Monday, 15 April 2019

The Fourth Dimension In Wells, Heinlein And Anderson

The fourth dimension may be time or an extra spatial dimension.

Time
See 4D + OBE.

References to "world lines" in Poul Anderson's Time Patrol series also imply four-dimensional space-time. In fact, "Time Patrol" states that pastward travel requires not just four but 4N dimensions! The Time Patrol's mutable timeline requires at least a second temporal dimension for that timeline to mutate along whereas the immutable timelines of The Corridors Of Time and There Will Be Time could each fit into a simple four-dimensional continuum as far as I can see.

An Extra Spatial Dimension
Does this exist in any of Poul Anderson's works? I have not read all of his short stories. He refers to four-dimensional chess but this is conceptual, not physical. In any case, it refers, as far as we can see, only to the pieces aging or maturing with time which takes us back to time and not even necessarily to time travel.

I tend to assume that the universes in a multiverse, e.g., in Anderson's Old Phoenix sequence, are located along another dimension although this is not the only possible rationale for a multiverse because, in DC Comics' pre-Crisis multiverse, the many universes occupied the same three-dimensional space by vibrating at different rates. However, Anderson's Valeria Matuchek says:

"'You can picture the cosmoses as lying parallel to each other, like the leaves in a book. That isn't strictly true, either; they occupy the same space-time, being separated by a set of dimensions -'"
-Poul Anderson, A Midsummer Tempest (London, 1975), xii, p. 101.

Earlier, she had referred to "'...parallel universes and all that jazz...'" (xii, p. 99)

Two parallel straight lines are separated by a second spatial dimension. Two or more parallel space-time continua must be separated by a fifth, "inter-cosmic," dimension? Valeria says that the cosmoses are separated by "'...a set of dimensions...,'" which seems unnecessarily complicated. Nevertheless, pages of a closed book are parallel to each other and cosmoses separated by (at least) one dimension are parallel to each other so the "...leaves in a book..." analogy works for me.

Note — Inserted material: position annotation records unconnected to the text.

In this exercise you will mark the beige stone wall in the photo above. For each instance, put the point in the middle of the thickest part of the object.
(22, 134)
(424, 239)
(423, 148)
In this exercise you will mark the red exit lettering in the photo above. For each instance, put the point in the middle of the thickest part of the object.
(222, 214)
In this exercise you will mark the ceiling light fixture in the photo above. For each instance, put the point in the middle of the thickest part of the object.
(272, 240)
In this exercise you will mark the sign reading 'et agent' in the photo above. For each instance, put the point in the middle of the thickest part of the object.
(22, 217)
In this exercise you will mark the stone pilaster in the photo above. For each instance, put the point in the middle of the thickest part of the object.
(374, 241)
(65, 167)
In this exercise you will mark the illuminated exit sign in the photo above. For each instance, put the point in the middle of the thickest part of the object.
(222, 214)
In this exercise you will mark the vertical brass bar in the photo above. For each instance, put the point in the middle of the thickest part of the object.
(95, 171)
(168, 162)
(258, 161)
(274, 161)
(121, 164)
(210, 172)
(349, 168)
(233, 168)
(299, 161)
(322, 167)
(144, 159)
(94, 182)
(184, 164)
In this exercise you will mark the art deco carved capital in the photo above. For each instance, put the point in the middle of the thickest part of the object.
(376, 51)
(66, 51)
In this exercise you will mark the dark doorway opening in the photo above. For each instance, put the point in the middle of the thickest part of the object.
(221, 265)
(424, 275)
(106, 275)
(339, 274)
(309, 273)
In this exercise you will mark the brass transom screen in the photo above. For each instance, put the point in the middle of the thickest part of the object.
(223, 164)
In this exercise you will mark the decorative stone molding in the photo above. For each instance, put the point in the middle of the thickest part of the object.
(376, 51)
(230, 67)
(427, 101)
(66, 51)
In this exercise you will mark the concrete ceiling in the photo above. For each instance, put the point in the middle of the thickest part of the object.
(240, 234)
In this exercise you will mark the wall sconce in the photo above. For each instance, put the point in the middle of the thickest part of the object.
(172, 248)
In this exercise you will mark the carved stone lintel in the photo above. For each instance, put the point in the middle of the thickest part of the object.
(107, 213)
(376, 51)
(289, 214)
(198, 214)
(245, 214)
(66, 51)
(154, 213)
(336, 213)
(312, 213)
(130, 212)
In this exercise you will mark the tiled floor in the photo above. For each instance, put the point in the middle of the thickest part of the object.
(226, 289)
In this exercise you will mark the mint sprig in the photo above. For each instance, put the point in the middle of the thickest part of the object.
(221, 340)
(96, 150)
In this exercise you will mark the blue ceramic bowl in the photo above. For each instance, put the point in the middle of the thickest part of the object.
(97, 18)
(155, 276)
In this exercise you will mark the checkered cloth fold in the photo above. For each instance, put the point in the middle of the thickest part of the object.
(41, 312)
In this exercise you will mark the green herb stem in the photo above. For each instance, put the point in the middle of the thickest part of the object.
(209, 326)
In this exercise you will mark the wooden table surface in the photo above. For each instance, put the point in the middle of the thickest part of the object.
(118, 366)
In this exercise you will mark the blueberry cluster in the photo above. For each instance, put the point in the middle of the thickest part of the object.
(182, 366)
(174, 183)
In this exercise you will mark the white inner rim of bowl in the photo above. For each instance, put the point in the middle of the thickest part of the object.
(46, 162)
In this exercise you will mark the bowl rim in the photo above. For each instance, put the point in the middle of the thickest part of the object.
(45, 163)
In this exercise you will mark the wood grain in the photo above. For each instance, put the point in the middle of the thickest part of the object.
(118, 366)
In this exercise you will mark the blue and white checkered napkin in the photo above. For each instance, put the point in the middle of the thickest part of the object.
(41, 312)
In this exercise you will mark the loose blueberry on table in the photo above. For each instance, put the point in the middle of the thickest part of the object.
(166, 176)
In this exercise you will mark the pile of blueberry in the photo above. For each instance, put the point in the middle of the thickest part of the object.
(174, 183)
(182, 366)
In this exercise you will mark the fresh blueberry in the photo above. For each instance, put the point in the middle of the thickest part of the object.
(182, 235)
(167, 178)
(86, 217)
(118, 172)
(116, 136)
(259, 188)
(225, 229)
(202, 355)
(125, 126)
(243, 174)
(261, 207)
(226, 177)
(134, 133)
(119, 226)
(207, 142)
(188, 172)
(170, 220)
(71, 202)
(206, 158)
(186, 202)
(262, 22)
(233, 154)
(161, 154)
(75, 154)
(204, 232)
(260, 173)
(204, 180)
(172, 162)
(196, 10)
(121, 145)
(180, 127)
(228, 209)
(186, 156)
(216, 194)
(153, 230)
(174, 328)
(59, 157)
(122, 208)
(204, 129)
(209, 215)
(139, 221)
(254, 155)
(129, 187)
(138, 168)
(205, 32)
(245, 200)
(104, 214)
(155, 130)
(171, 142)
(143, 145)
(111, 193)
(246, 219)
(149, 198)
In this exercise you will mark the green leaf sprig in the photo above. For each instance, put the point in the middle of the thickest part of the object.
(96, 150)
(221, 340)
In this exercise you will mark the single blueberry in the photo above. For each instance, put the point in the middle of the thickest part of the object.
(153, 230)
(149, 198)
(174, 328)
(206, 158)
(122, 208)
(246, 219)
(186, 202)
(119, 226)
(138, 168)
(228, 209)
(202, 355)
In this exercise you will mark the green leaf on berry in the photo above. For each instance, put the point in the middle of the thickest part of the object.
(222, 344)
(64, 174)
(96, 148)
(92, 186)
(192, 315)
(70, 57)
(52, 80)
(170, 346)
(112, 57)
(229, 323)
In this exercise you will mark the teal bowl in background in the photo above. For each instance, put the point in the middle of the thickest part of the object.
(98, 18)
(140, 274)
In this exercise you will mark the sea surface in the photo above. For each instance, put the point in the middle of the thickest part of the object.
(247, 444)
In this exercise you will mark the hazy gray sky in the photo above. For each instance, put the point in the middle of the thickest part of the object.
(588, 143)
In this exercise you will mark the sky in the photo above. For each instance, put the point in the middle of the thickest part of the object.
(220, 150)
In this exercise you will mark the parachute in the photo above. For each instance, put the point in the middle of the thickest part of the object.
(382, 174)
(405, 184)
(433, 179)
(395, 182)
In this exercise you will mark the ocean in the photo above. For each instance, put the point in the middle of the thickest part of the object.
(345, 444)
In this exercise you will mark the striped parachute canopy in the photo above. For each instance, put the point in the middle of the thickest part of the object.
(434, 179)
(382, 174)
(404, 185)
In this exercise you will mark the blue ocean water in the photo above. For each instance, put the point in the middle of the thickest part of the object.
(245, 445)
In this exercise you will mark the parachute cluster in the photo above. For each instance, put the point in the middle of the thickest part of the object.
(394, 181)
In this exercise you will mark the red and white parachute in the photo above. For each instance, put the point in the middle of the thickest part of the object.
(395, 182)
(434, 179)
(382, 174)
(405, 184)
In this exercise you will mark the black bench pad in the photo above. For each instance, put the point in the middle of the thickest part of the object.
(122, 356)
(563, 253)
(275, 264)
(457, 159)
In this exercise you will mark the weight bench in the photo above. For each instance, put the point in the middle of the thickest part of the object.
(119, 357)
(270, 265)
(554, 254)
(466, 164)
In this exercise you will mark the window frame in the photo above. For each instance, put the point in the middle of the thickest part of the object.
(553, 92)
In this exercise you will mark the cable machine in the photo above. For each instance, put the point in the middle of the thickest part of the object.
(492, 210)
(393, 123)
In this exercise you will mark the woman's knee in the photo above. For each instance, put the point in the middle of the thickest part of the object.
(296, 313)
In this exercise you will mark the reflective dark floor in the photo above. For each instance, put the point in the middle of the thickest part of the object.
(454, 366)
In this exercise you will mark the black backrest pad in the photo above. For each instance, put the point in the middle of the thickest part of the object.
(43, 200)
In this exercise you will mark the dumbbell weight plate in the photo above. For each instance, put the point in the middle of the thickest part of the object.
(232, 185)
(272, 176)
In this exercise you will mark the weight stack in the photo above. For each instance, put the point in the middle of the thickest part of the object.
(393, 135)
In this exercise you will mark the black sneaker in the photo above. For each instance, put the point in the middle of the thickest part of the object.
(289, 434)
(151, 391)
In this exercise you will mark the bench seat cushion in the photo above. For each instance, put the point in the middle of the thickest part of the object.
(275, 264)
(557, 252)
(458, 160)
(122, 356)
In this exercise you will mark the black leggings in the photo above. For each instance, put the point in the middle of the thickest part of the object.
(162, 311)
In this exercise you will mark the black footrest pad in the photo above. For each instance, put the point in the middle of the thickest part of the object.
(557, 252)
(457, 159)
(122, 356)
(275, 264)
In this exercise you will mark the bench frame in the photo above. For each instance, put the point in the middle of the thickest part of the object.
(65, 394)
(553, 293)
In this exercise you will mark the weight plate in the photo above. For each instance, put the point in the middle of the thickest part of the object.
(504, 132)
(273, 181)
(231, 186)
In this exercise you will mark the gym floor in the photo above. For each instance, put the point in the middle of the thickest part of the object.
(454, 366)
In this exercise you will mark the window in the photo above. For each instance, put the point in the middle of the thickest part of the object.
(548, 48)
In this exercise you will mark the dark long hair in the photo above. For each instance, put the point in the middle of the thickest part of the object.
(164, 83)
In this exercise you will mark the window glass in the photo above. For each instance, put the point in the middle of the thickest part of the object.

The number N appears three times:

there are 4N dimensions in the Time Patrol universe;
the number of universes in the Old Phoenix sequence is either infinite or N factorial;
in the Technic History, Starkadian mathematicians think that factorial N is the largest number. (See also here.)

I was going to mention Wells and Heinlein but they can wait for another post.

5 comments:

Sean M. Brooks said...

Kaor, Paul!

Anderson's THE DANCER FROM ATLANTIS is also based on the immutable time line, four dimensional continuum idea.

Sean

paulshackley2017@gmail.com said...

Sean,
DANCER does not directly address the question so I think that it is ambiguous although it does show circular causality which to that extent backs up immutability.
Paul.

Sean M. Brooks said...

Kaor, Paul!

But since THE DANCER FROM ATLANTIS uses circular causality, I think that logically time traveling in that story has to use the immutable time line idea.

Sean

paulshackley2017@gmail.com said...

Sean,
But circular causality occurs in the Time Patrol series.
Paul.

Sean M. Brooks said...

Kaor, Paul!

Dang, and ugh! Trying to make sense of time traveling hurts one's head, as S.M. Stirling said.